ETA: while the above-quoted comment which documents the thinking behind the behavior is only 3 years old, both the behavior in question and the language specification have been like that from the start. The relevant section of HCL specification says:
If the index operator is applied to a value of tuple or list type, the key expression must be an non-negative integer number representing the zero-based element index to access.

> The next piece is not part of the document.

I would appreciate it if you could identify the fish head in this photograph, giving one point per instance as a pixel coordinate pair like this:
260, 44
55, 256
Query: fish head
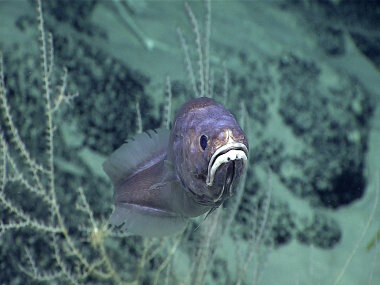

@cpboyd as much as I would like that feature, I have to agree with @atykhyy that introducing this now would break existing code, in many cases silently. This is not acceptable. Yes languages evolve, but some fundamentals cannot change if they are going to break existing usages beyond your own code. One needs to either introduce a new function, a new operator, or new syntax so that the old behavior continues in existing code.
Eg we could introduce a new function: get_item(list, index)
since this does not currently exist. It could therefore support a variety of additional behaviours such as: negative indices, default value (via an extra optional arg) if index >= length(list), overloading so get_item(map, key, default) also works, and there might be more.
Current Terraform Version
Use-cases
My use case is being able to replace a suffix in an AWS ARN for secrets manager The arn has the following structure
I want to replace the last 6 chars with a wildcard. Having the ability to use negative indices I could split the ARN on
-
then slice -1 as the end index to remove the last element, then concatenate with my wildcard.This would allow editing of lists in place instead of having to compute the length to pass
Attempted Solutions
This works but is quite verbose and requires intermediate variables
We could transform it into a 1 liner by splitting twice (once for the value and once for the length) but that becomes unreadable.
Proposal
Allow negative indices for the end of the slice in the slice function
Then have a look for other similar functions that should support it and make it consistent, for example element().